The True Value of Data Virtualization: Beyond Buzzwords
In recent years, the data integration and management industry has witnessed an increasing interest in data virtualization. While proponents of the technology understand its true potential, many potential adopters remain swayed by marketing buzzwords, often leading to a skewed perception of its real benefits.
The marketing view vs. the practitioner’s perspective
Data virtualization, at its core, aims to provide businesses with a seamless way to access and manage data from various sources. Yet, the way it is marketed still largely highlights the concepts easily digestible for the business side, such as real-time data access and the promise of not having to move or store additional data, thus saving on costs and complexity.
While these benefits can be appealing to business or high-level decision-makers, and certainly also have their value, they don’t capture the full picture for those deeply involved in data integration implementation.
For instance, while real-time data is undoubtedly essential, it only represents a small fraction of the overall data integration use case. Historical data analysis, which often doesn’t require real-time access, plays a pivotal role for many businesses.
Furthermore, the notion of “not moving data” may not resonate with experienced data practitioners. There are several legitimate scenarios where data movement is justified, be it for business purposes like data cleansing or technical reasons like using a robust database for computation.
The under-appreciated advantage: Declarative approach
So, what then is the most central advantage of data virtualization?
It’s the declarative approach. Traditional data integration methods require specifying every step data should go through to be integrated. This step-by-step approach can be tedious and prone to errors, particularly if requirements change, leading to adaptations at multiple steps.
In contrast, data virtualization uses a declarative method, i.e. a method that abstracts away the control flow for logic required for software to perform an action. Instead of defining each step, practitioners describe the desired result and the software builds the steps to achieve that result. If you want a different result, change the description, and the intermediate steps adjust accordingly. This approach is primarily what can accelerate processes up to five times.
It’s akin to using SQL databases, where you describe the outcome and let the database handle the intricate process.

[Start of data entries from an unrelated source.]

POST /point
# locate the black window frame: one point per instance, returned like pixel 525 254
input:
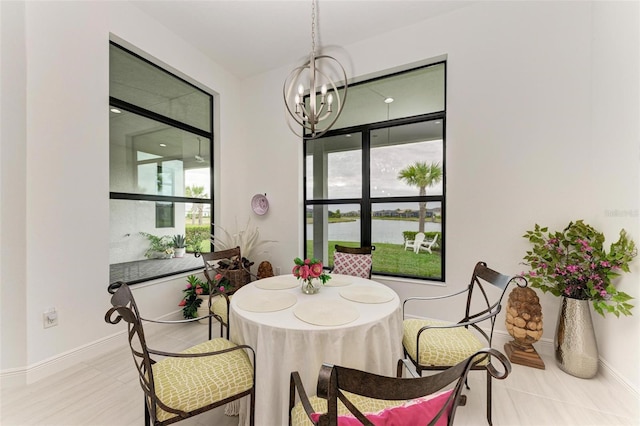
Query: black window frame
pixel 209 135
pixel 366 201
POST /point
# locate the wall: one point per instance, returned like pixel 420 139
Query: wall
pixel 56 145
pixel 542 127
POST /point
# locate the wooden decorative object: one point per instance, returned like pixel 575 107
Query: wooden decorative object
pixel 524 324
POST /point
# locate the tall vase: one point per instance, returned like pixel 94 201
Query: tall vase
pixel 575 340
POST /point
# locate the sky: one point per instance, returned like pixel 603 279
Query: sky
pixel 344 170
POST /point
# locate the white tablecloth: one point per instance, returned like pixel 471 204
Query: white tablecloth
pixel 283 343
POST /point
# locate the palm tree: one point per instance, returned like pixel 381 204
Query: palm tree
pixel 422 175
pixel 196 208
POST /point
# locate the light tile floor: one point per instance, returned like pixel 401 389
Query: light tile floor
pixel 105 392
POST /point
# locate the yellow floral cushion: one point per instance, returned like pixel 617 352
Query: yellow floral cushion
pixel 364 404
pixel 439 347
pixel 219 307
pixel 190 383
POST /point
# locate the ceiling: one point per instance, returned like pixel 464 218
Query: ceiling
pixel 249 37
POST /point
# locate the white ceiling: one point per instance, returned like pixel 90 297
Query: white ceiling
pixel 249 37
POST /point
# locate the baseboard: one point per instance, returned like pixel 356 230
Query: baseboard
pixel 42 369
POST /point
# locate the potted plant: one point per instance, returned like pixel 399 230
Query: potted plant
pixel 574 265
pixel 159 247
pixel 179 245
pixel 194 301
pixel 247 239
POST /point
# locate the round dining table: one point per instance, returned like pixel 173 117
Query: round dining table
pixel 352 322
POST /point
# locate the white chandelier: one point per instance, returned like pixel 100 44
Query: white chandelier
pixel 325 102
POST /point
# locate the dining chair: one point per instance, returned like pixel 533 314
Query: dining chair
pixel 347 396
pixel 230 265
pixel 415 243
pixel 354 261
pixel 432 344
pixel 177 386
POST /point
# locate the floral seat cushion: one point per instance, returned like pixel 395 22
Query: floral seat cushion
pixel 358 265
pixel 439 347
pixel 190 383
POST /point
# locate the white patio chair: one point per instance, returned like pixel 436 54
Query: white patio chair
pixel 427 244
pixel 415 244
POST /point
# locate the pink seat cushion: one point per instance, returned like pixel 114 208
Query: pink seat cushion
pixel 357 265
pixel 416 412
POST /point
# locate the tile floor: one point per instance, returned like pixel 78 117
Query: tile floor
pixel 105 392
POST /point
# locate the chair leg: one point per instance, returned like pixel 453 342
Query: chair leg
pixel 147 415
pixel 252 411
pixel 489 399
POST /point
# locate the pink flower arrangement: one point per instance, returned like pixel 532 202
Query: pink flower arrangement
pixel 309 268
pixel 573 263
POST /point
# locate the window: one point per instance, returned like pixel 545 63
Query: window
pixel 160 145
pixel 377 178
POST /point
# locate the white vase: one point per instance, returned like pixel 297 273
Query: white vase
pixel 576 348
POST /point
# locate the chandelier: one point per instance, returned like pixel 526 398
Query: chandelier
pixel 313 78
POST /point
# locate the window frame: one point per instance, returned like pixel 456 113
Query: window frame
pixel 366 202
pixel 162 119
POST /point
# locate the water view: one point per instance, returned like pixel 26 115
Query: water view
pixel 383 231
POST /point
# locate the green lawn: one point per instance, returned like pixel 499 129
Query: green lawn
pixel 393 259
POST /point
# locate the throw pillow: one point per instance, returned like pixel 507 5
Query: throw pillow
pixel 415 412
pixel 358 265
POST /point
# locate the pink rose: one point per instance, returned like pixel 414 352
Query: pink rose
pixel 315 270
pixel 304 272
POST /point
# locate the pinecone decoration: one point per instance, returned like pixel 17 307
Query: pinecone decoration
pixel 524 317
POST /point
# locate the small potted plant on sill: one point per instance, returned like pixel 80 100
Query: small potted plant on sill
pixel 159 247
pixel 179 245
pixel 194 302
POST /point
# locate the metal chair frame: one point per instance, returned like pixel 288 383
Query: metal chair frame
pixel 124 308
pixel 333 381
pixel 488 312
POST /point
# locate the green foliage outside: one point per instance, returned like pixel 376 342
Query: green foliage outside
pixel 393 259
pixel 197 238
pixel 411 235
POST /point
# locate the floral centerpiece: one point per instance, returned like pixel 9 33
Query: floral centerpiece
pixel 574 264
pixel 309 270
pixel 190 301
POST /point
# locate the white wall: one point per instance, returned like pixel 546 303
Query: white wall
pixel 542 127
pixel 59 170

Imagine a world without SQL databases, where each query demands manual programming of all the individual steps in the query plan, and reprogramming them when the query requirements change — sounds like a horror scenario to any database person, doesn’t it? However, this is how things are still largely done in the ETL/ELT-centric world. This is what data virtualization solves and that’s the main difference data virtualization makes in data integration.
Conclusion
While buzzwords like “real-time” and “no data movement” might dominate the narrative around data virtualization, it’s vital to delve deeper to appreciate its full potential. By understanding its core benefits, especially the declarative approach, businesses can truly leverage the technology’s capabilities, resulting in more efficient and effective data integration strategies.